Recharging the battery from 0 to a full tank takes about two hours with the included USB A charge and brick.

Pros

  • This is perhaps the only sub-10K phone that has LTE.
  • We love its size so much. Smaller phones should surely make a comeback.
  • Battery life is admirable.
  • The screen is good, although it is a little dim.
  • MIUI additions are genuinely useful.
  • Dat notification LED is a huge plus.

Cons

  • The camera app needs a shot of adrenalin on its arm.
  • Charging could be faster.
  • The screen could also be brighter.
  • Please include earphones for devices sold in Kenya next time, Xiaomi.
  • A case would have been a huge plus too.

Conclusion

Xiaomi has a long way to go if it wants to be a household name in the country. Transsion has managed to pull this off as its trade is far-reaching owing to its array of budget devices, a system I think Xiaomi should emulate. It is a common name in Asia, but that is a completely different market with unique variables. Launching the 6A is a smart move, and sincerely speaking, it trumps over what the competition sells for the same price bracket.

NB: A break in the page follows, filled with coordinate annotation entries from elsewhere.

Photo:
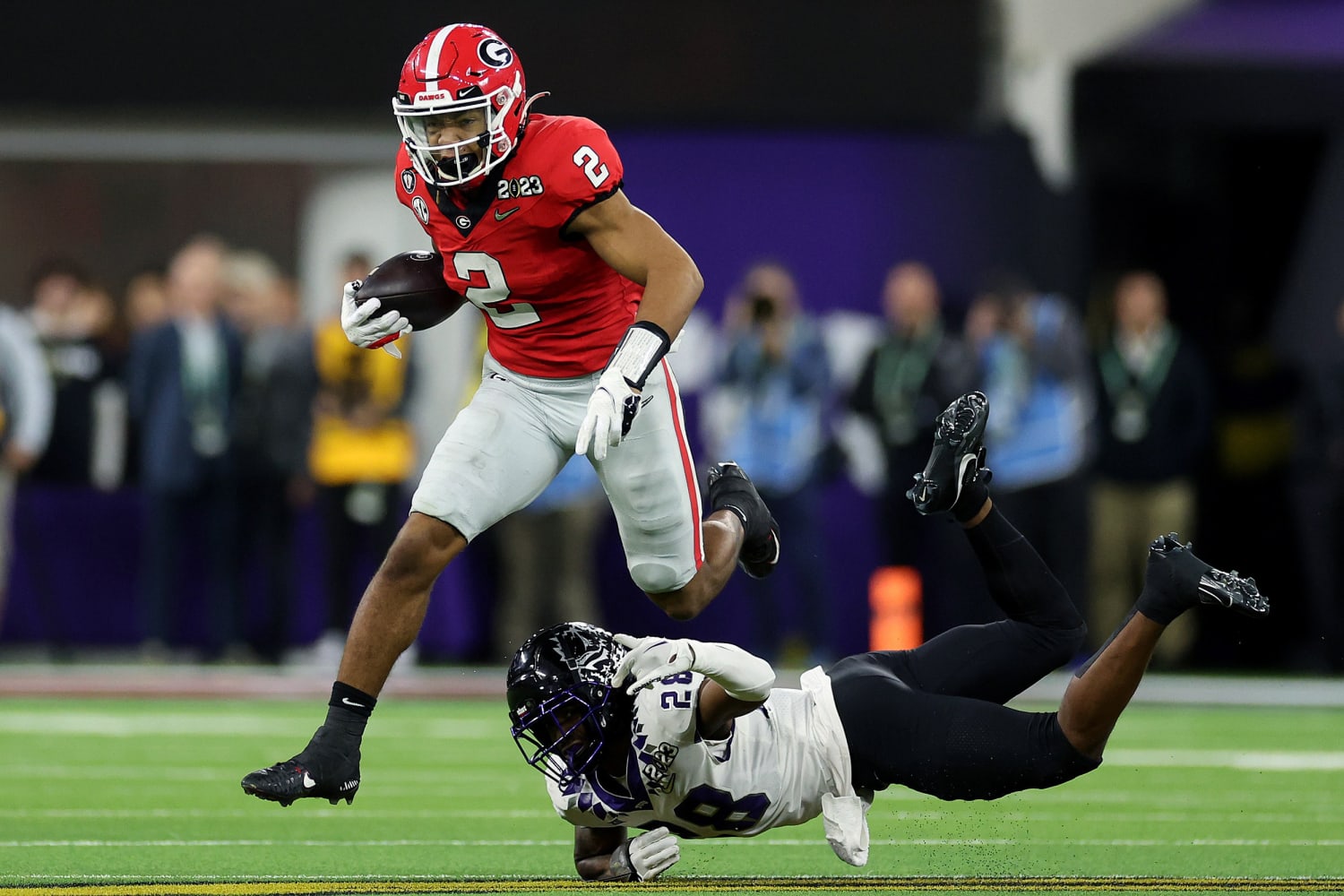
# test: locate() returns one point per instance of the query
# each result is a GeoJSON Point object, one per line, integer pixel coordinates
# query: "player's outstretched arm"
{"type": "Point", "coordinates": [604, 853]}
{"type": "Point", "coordinates": [736, 680]}
{"type": "Point", "coordinates": [639, 249]}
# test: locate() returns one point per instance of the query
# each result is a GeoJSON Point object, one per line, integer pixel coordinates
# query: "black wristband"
{"type": "Point", "coordinates": [639, 352]}
{"type": "Point", "coordinates": [352, 699]}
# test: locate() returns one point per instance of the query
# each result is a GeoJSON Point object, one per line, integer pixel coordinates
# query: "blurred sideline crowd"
{"type": "Point", "coordinates": [202, 389]}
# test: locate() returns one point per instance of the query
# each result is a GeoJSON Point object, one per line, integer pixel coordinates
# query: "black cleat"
{"type": "Point", "coordinates": [959, 454]}
{"type": "Point", "coordinates": [331, 777]}
{"type": "Point", "coordinates": [730, 487]}
{"type": "Point", "coordinates": [1182, 581]}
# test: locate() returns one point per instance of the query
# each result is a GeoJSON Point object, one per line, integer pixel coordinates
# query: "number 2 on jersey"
{"type": "Point", "coordinates": [586, 159]}
{"type": "Point", "coordinates": [492, 298]}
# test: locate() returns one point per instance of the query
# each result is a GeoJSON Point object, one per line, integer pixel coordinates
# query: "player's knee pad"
{"type": "Point", "coordinates": [656, 578]}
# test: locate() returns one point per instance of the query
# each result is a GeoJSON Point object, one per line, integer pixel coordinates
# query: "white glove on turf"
{"type": "Point", "coordinates": [379, 332]}
{"type": "Point", "coordinates": [650, 853]}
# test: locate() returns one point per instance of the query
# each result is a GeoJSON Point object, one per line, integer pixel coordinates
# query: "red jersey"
{"type": "Point", "coordinates": [551, 306]}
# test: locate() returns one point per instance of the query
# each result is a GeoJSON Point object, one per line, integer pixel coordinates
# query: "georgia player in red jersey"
{"type": "Point", "coordinates": [582, 295]}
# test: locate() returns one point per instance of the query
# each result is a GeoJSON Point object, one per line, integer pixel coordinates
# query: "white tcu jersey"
{"type": "Point", "coordinates": [771, 770]}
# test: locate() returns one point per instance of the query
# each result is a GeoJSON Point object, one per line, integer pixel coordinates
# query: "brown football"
{"type": "Point", "coordinates": [411, 284]}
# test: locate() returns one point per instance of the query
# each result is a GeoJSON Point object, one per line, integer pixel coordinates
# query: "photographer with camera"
{"type": "Point", "coordinates": [769, 413]}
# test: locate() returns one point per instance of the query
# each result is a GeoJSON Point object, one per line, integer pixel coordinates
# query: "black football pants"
{"type": "Point", "coordinates": [932, 719]}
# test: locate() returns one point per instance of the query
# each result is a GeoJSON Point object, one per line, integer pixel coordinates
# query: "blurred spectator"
{"type": "Point", "coordinates": [144, 306]}
{"type": "Point", "coordinates": [546, 555]}
{"type": "Point", "coordinates": [26, 410]}
{"type": "Point", "coordinates": [271, 427]}
{"type": "Point", "coordinates": [1319, 504]}
{"type": "Point", "coordinates": [183, 378]}
{"type": "Point", "coordinates": [909, 378]}
{"type": "Point", "coordinates": [1038, 376]}
{"type": "Point", "coordinates": [362, 452]}
{"type": "Point", "coordinates": [769, 414]}
{"type": "Point", "coordinates": [85, 349]}
{"type": "Point", "coordinates": [145, 300]}
{"type": "Point", "coordinates": [1155, 414]}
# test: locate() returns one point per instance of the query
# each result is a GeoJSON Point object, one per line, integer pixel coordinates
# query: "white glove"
{"type": "Point", "coordinates": [379, 332]}
{"type": "Point", "coordinates": [650, 659]}
{"type": "Point", "coordinates": [652, 853]}
{"type": "Point", "coordinates": [609, 414]}
{"type": "Point", "coordinates": [616, 401]}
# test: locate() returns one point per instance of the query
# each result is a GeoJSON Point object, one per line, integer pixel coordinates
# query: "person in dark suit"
{"type": "Point", "coordinates": [183, 376]}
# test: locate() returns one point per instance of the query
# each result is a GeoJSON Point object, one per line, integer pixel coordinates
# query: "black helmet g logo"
{"type": "Point", "coordinates": [495, 53]}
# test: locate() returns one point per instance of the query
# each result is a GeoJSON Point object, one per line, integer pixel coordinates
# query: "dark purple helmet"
{"type": "Point", "coordinates": [561, 699]}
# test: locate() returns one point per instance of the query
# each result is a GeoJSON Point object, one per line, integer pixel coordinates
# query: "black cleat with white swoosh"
{"type": "Point", "coordinates": [1176, 581]}
{"type": "Point", "coordinates": [320, 771]}
{"type": "Point", "coordinates": [957, 457]}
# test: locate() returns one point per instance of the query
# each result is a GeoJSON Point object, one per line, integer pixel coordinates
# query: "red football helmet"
{"type": "Point", "coordinates": [456, 69]}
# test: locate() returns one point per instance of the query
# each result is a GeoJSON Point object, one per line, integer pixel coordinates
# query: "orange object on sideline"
{"type": "Point", "coordinates": [895, 598]}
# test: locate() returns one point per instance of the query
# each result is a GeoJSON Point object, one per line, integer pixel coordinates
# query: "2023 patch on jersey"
{"type": "Point", "coordinates": [553, 306]}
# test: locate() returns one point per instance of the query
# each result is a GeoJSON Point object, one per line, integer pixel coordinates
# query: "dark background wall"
{"type": "Point", "coordinates": [835, 66]}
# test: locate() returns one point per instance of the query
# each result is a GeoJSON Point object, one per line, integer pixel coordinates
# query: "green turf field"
{"type": "Point", "coordinates": [116, 794]}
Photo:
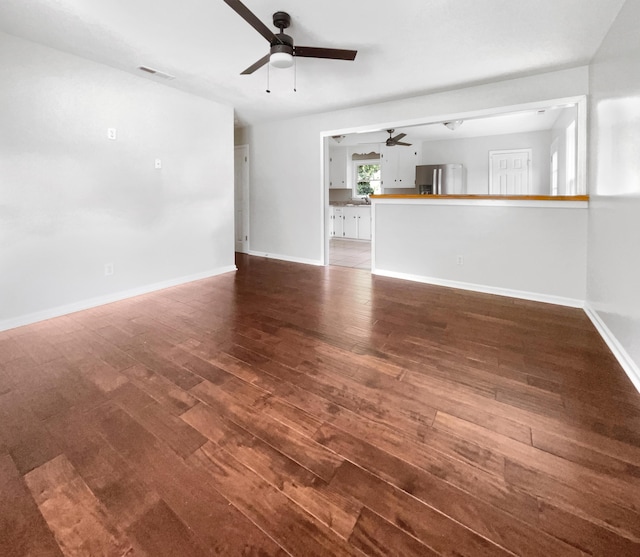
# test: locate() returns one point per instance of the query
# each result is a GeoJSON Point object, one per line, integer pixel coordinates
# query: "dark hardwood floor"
{"type": "Point", "coordinates": [295, 410]}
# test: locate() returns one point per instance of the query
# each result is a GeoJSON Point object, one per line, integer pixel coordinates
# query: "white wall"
{"type": "Point", "coordinates": [286, 197]}
{"type": "Point", "coordinates": [533, 251]}
{"type": "Point", "coordinates": [614, 175]}
{"type": "Point", "coordinates": [559, 134]}
{"type": "Point", "coordinates": [71, 200]}
{"type": "Point", "coordinates": [473, 153]}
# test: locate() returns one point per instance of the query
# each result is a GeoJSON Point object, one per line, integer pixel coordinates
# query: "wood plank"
{"type": "Point", "coordinates": [602, 485]}
{"type": "Point", "coordinates": [116, 484]}
{"type": "Point", "coordinates": [23, 530]}
{"type": "Point", "coordinates": [305, 410]}
{"type": "Point", "coordinates": [437, 531]}
{"type": "Point", "coordinates": [187, 491]}
{"type": "Point", "coordinates": [162, 534]}
{"type": "Point", "coordinates": [80, 524]}
{"type": "Point", "coordinates": [522, 537]}
{"type": "Point", "coordinates": [296, 446]}
{"type": "Point", "coordinates": [290, 526]}
{"type": "Point", "coordinates": [379, 538]}
{"type": "Point", "coordinates": [295, 481]}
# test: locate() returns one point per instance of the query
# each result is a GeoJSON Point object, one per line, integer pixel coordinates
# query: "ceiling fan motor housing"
{"type": "Point", "coordinates": [283, 44]}
{"type": "Point", "coordinates": [281, 20]}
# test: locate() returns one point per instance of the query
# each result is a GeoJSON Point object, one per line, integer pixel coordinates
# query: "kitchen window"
{"type": "Point", "coordinates": [367, 178]}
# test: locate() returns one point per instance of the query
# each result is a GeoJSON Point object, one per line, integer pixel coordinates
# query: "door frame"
{"type": "Point", "coordinates": [529, 152]}
{"type": "Point", "coordinates": [244, 185]}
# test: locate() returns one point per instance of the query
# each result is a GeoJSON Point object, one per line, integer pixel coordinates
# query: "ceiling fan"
{"type": "Point", "coordinates": [282, 48]}
{"type": "Point", "coordinates": [393, 141]}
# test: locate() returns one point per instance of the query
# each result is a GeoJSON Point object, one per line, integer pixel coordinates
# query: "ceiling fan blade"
{"type": "Point", "coordinates": [257, 65]}
{"type": "Point", "coordinates": [332, 53]}
{"type": "Point", "coordinates": [246, 14]}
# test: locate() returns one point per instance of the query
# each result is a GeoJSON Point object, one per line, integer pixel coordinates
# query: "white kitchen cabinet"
{"type": "Point", "coordinates": [357, 223]}
{"type": "Point", "coordinates": [364, 223]}
{"type": "Point", "coordinates": [338, 168]}
{"type": "Point", "coordinates": [336, 227]}
{"type": "Point", "coordinates": [399, 165]}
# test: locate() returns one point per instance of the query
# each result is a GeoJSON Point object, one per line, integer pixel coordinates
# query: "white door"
{"type": "Point", "coordinates": [364, 223]}
{"type": "Point", "coordinates": [350, 222]}
{"type": "Point", "coordinates": [510, 172]}
{"type": "Point", "coordinates": [241, 185]}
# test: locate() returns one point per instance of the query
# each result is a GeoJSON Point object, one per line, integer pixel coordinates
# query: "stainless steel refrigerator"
{"type": "Point", "coordinates": [440, 179]}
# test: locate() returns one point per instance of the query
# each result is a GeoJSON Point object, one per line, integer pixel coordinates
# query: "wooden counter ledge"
{"type": "Point", "coordinates": [494, 197]}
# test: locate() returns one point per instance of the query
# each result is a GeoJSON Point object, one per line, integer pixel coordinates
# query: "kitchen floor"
{"type": "Point", "coordinates": [350, 253]}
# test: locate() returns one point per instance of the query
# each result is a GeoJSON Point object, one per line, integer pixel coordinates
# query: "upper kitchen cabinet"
{"type": "Point", "coordinates": [338, 168]}
{"type": "Point", "coordinates": [399, 165]}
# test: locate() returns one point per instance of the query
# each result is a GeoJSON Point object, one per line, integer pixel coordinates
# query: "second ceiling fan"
{"type": "Point", "coordinates": [393, 141]}
{"type": "Point", "coordinates": [282, 48]}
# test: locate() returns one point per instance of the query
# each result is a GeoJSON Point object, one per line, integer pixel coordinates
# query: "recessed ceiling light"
{"type": "Point", "coordinates": [155, 72]}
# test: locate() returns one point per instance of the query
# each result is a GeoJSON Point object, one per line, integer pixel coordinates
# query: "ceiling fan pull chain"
{"type": "Point", "coordinates": [268, 90]}
{"type": "Point", "coordinates": [295, 75]}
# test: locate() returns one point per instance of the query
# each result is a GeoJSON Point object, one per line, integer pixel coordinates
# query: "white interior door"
{"type": "Point", "coordinates": [510, 172]}
{"type": "Point", "coordinates": [241, 186]}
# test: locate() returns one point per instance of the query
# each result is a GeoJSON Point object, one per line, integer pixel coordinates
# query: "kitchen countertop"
{"type": "Point", "coordinates": [490, 197]}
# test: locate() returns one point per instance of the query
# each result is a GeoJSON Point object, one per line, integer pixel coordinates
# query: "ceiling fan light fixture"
{"type": "Point", "coordinates": [281, 60]}
{"type": "Point", "coordinates": [453, 125]}
{"type": "Point", "coordinates": [281, 55]}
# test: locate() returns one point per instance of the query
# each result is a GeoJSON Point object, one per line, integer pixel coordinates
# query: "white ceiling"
{"type": "Point", "coordinates": [514, 122]}
{"type": "Point", "coordinates": [405, 48]}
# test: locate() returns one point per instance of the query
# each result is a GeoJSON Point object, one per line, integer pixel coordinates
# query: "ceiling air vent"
{"type": "Point", "coordinates": [157, 73]}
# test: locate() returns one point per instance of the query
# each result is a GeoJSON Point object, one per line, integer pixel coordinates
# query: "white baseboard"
{"type": "Point", "coordinates": [624, 359]}
{"type": "Point", "coordinates": [302, 260]}
{"type": "Point", "coordinates": [523, 295]}
{"type": "Point", "coordinates": [107, 299]}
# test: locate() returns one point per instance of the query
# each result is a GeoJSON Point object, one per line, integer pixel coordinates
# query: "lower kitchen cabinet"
{"type": "Point", "coordinates": [350, 222]}
{"type": "Point", "coordinates": [337, 222]}
{"type": "Point", "coordinates": [357, 223]}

If the same approach is used for more pricier phones such as the incoming POCO Phone, then some of us will be spoilt for choice.

We are yet to have a one-on-one with the Xiaomi Kenyan team to understand how it will handle warranty cases, but that information should be at our doorstep in a couple of days. Also, Xiaomi’s offline sales programs is another aspect we are yet to grasp (the 6A is available on Jumia for Kes 9,300) and would be prudent for most Kenyans who would rather walk into a shop than place an order online.

Anyway, if you have between Kes 9,300 to 10000, just buy this phone. It is the alpha dog in the Kes 10,000 group.